Three Michigan State football players are facing sexual assault charges relating to a January on-campus incident involving a female student, school officials said.
Ingham County’s lead prosecutor Carol Siemon and her office announced in a release Monday afternoon that charges have been authorized, but no names will be announced at this time of the three players involved.
“I have decided to authorize sexual assault charges against the three persons whose warrants were requested by the MSU Police,” Siemon said in a press release. “We are alleging that on the night of January 16, those three persons sexually assaulted a woman in an East Lansing apartment on campus.”
This authorization of charges means that the police can now obtain arrest warrants from a magistrate or judge for the players.
MSU came forward on Feb. 9 and announced that three football players and one member of the football staff had been indefinitely suspended while the school’s police department investigated the sexual assault allegations.
In addition to these three players, a second incident occurred April 8 when Siemon’s office filed for third-degree criminal sexual conduct against Austin Robertson.
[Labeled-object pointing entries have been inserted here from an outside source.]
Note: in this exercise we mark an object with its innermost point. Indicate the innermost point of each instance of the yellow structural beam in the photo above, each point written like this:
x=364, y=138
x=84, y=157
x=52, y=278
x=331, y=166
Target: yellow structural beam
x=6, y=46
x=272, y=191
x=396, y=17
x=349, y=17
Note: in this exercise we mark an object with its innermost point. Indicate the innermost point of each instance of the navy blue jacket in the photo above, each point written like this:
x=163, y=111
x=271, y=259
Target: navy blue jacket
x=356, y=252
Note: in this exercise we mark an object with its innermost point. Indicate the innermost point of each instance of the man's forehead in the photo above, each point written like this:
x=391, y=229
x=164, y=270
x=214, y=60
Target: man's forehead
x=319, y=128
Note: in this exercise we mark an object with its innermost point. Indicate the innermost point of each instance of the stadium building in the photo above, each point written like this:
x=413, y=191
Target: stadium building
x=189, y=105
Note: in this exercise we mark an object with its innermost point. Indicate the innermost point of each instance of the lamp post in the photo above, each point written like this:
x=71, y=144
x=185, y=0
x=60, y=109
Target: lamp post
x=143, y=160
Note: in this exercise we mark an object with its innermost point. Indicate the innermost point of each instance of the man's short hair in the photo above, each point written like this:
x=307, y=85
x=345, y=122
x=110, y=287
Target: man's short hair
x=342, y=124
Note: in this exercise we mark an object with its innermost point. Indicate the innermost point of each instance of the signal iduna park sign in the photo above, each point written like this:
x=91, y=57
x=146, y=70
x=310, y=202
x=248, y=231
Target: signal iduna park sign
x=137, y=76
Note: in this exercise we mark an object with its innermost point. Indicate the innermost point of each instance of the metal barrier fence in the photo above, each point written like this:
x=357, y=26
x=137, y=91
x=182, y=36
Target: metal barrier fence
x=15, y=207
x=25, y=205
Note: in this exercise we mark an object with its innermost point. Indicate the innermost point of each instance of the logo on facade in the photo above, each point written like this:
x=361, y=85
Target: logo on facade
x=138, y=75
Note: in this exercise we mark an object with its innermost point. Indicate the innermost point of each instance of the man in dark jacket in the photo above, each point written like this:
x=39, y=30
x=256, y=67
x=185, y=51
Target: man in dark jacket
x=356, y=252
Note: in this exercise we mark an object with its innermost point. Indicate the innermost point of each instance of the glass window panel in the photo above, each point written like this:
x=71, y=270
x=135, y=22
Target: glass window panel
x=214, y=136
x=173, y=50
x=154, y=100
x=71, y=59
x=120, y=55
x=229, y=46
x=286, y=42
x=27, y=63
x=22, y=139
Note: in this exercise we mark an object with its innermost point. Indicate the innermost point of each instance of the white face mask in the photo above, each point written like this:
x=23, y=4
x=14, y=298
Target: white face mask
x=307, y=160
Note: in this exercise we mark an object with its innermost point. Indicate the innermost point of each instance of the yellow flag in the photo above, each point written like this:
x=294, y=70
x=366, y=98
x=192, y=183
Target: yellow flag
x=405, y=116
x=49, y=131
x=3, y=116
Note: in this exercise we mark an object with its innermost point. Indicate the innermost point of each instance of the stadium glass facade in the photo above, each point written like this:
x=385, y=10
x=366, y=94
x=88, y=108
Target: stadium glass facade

Upon learning of these charges against Robertson, coach Mark Dantonio dismissed him from the team immediately.
Also today, Dantonio and Athletic Director Mark Hollis met with MSU’s Board of Trustees to discuss and give an update on the sexual assault investigations. Per the Lansing State Journal, MSU’s Board of Trustees issued a statement giving “full support” for Dantonio, Hollis, and President Lou Anna K. Simon.
Jones Day, the independent law firm investigating MSU’s handling of the two separate cases of sexual assault, found no conclusive evidence that Dantonio had obstructed the school’s sexual misconduct and violence policy.
You can read the Jones Day report in its entirety here.
“We also found no evidence that senior leaders within the football program or Athletic Department attempted to impede, cover up, or obstruct the Office of Institutional Equity’s (OIE’s) investigation into the underlying incidents,” a 14-page report compiled by Jones Day stated.
Jones Day did, however, in its report, find that a football staff member had violated MSU’s policy. They were unable to measure the severity of the staff member’s violation, and the staff member declined to be interviewed by the investigators. None of the three players were interviewed either.
While MSU has never identified Curtis Blackwell as the staff member, he was suspended with pay back on Feb. 9, the same day the three football players were suspended. MSU chose to not renew Blackwell’s contract when it ended May 31, after renewing his contract on a one-month renewal twice. According to the Lansing State Journal article hyperlinked above, a university spokesman confirmed Blackwell was the staff member involved in the case.